Queste esperienze han portato negli ultimi anni Adalberto
Battaglia a orientarsi verso la riscoperta del nostro
insuperabile patrimonio, la CUCINA ITALIANA, e verso
lo sviluppo di questa tradizione millenaria; lavorando
all'estero, infatti, ci si sente ancor piu' intensamente
attaccati alla "matrice" della nostra cultura,
culinaria e non solo, a tutta la cultura del nostro
probabilmente ancora, "bel paese".
Nel marzo del 2005 Adalberto Battaglia e sua moglie
Patricia, decisero di trasferirsi a vivere e lavorare
in Italia, il paese natale dello Chef, di ritorno
dopo un dozzina di anni passati all'estero (tra cui
va annoverata la parentesi ai Caraibi, come Chef esecutivo
per la Enoteca a Cartagena uno dei ristoranti italiani
piu' belli e prestigiosi in America Latina; parte
del gruppo “made in Italy”).
E la scelta cade su Roma! La capitale è la
citta' piu’ amata dallo Chef e da sua moglie;
e a Roma, l'obbiettivo fu quello di dare vita ad un
nuovo ristorante da gestire in proprio, senza mediazioni
di persone estranee alla cucina, come spesso accade
quando gli Chef lavorano a contatto con managers o
altri dirigenti.
Dopo una breve esperienza al Cafe' de Paris in Via
Veneto, appena ritornato in Italia; dall’estate
le energie e la motivazione dello Chef Adalberto Battaglia
furono investite nel grande progetto della “Locanda
de l'Inteprete”, inaugurata a gennaio
2006.
Questo nuovo ristorante, situato in Via del
Pigneto 207, é uno dei più
innovativi del 2007 nella capitale, in un momento
nel quale la cucina moderna o Creativa, che dir si
voglia, sembra vivere un momento di interesse particolare.
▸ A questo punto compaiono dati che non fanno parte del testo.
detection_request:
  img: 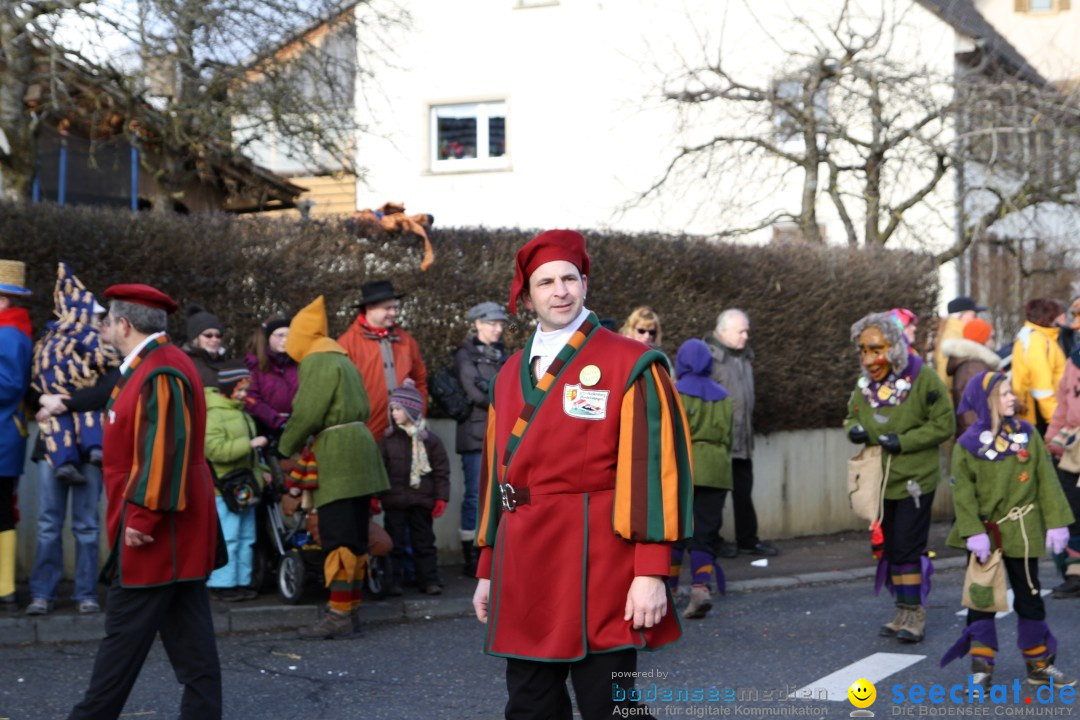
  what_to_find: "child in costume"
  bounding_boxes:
[205,361,267,602]
[669,338,734,620]
[32,262,119,485]
[379,378,450,595]
[941,372,1076,689]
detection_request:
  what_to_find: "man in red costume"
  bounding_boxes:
[70,285,221,720]
[337,280,428,440]
[473,230,692,720]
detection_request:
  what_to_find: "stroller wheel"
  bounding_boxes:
[364,555,388,600]
[278,549,305,604]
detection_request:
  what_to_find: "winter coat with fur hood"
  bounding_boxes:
[942,338,1001,437]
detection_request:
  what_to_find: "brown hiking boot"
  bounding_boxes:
[971,655,994,694]
[1027,655,1077,688]
[683,585,713,620]
[300,610,356,640]
[878,604,907,638]
[896,604,927,642]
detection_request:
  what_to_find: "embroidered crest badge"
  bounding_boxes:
[563,384,610,420]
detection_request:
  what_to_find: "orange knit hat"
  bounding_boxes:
[963,317,994,345]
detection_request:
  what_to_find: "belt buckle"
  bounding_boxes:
[499,483,517,513]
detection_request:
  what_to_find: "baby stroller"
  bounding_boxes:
[254,446,391,604]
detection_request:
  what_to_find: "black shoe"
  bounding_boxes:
[739,541,780,557]
[56,462,86,485]
[1050,575,1080,600]
[210,587,243,602]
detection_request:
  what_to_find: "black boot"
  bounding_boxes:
[56,462,86,486]
[1050,575,1080,600]
[461,540,477,578]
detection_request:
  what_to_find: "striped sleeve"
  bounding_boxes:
[476,405,502,547]
[124,369,192,513]
[612,363,693,543]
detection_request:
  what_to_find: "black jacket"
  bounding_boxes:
[379,426,450,510]
[454,335,507,452]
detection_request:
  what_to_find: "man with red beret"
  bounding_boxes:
[473,230,692,720]
[69,285,221,720]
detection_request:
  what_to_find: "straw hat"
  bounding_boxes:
[0,260,30,295]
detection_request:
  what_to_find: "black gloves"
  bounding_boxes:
[878,433,900,456]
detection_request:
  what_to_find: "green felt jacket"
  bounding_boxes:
[279,352,390,507]
[946,432,1075,558]
[204,388,262,483]
[679,393,734,490]
[843,365,956,500]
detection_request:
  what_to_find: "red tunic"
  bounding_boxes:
[102,342,217,587]
[477,328,690,661]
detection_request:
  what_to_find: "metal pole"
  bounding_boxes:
[132,135,138,213]
[56,138,67,205]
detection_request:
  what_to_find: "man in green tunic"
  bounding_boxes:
[843,313,956,642]
[671,338,733,620]
[278,296,390,638]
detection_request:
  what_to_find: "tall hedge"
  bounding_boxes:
[0,204,937,432]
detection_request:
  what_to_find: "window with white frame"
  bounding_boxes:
[431,101,510,172]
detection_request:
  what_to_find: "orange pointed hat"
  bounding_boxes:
[285,295,346,363]
[509,230,591,315]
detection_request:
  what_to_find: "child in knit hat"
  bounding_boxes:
[375,379,450,595]
[205,361,267,602]
[31,262,120,485]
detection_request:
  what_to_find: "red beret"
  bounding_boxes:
[510,230,590,314]
[105,283,177,313]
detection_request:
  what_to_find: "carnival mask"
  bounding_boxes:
[858,326,892,382]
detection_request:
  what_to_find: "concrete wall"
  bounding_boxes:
[10,420,953,579]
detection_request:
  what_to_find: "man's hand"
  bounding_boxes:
[473,578,491,623]
[124,528,153,547]
[38,395,71,415]
[626,575,667,630]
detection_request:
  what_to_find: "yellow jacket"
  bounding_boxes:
[1012,322,1065,423]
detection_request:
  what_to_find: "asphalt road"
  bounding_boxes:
[0,565,1080,720]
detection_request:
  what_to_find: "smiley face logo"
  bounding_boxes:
[848,678,877,708]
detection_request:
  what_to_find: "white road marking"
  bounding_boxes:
[788,652,927,703]
[956,587,1050,619]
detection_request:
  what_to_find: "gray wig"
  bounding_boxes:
[851,313,907,375]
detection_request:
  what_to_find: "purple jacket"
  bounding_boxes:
[244,352,298,430]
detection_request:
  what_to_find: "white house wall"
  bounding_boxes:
[345,0,955,259]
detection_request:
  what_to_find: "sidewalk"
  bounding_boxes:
[0,522,976,647]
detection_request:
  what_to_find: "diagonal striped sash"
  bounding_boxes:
[105,335,168,411]
[499,313,599,483]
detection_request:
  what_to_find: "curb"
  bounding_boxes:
[0,557,1015,647]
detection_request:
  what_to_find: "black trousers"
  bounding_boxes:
[68,581,221,720]
[384,506,440,588]
[0,477,18,532]
[731,458,761,548]
[676,487,728,557]
[881,492,934,565]
[968,557,1047,625]
[507,650,652,720]
[319,495,372,556]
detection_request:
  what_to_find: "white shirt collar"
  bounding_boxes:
[120,332,164,375]
[529,305,589,379]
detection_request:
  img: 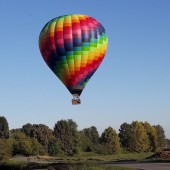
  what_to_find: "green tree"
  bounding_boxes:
[129,121,149,152]
[31,138,46,155]
[82,126,99,145]
[48,137,61,156]
[79,131,94,152]
[153,124,165,148]
[143,122,158,152]
[54,119,79,156]
[0,116,9,139]
[13,133,32,156]
[0,139,13,161]
[101,127,120,154]
[119,122,132,150]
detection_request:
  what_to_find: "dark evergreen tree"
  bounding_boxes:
[54,119,79,156]
[0,116,9,139]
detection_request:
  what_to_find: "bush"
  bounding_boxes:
[0,139,13,160]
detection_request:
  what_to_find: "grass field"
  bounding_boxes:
[0,161,135,170]
[0,153,152,170]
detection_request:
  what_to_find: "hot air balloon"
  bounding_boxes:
[39,14,108,104]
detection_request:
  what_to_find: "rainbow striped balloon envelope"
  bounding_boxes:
[39,14,108,104]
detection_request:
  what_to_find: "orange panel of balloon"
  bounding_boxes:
[39,14,108,104]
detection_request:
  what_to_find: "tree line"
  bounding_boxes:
[0,116,170,160]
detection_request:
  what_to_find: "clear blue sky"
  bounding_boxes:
[0,0,170,138]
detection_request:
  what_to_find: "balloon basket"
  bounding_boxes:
[72,95,81,105]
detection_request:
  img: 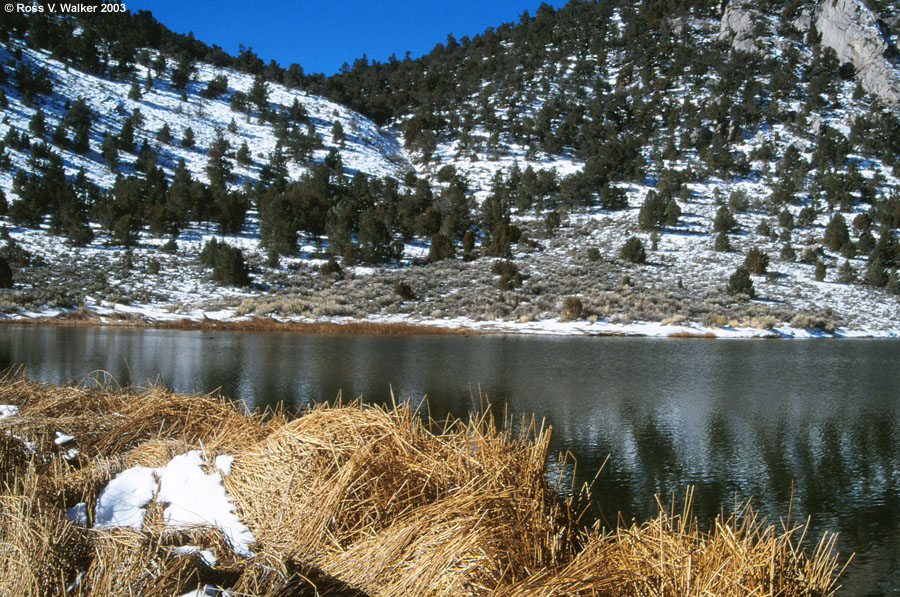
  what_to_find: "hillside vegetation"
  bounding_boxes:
[0,0,900,334]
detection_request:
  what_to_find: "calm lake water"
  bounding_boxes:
[0,325,900,595]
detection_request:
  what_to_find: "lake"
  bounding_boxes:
[0,325,900,595]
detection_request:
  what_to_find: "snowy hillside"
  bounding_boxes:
[0,2,900,336]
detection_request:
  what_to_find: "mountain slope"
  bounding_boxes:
[0,2,900,334]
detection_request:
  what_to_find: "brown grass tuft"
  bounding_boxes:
[0,375,838,597]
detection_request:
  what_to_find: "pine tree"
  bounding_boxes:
[823,213,850,251]
[726,265,756,298]
[28,106,47,139]
[619,236,647,263]
[181,127,195,149]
La sfida di Adalberto Battaglia é quella di
ottenere ottimi risultati di pubblico e riconoscimenti
dagli estimatori più esperti, come e' stato
fino ad ora. Questa volta a Roma, con un menu che
e' un insieme di tradizione e modernita', di alta
qualita' del prodotto finale, offerto ad un prezzo
decisamente popolare.
Conoscendo il talento e lo spirito dello Chef,
siamo certi che valga la pena di accettare la proposta,
e visitare la "Locanda de l'Interprete"!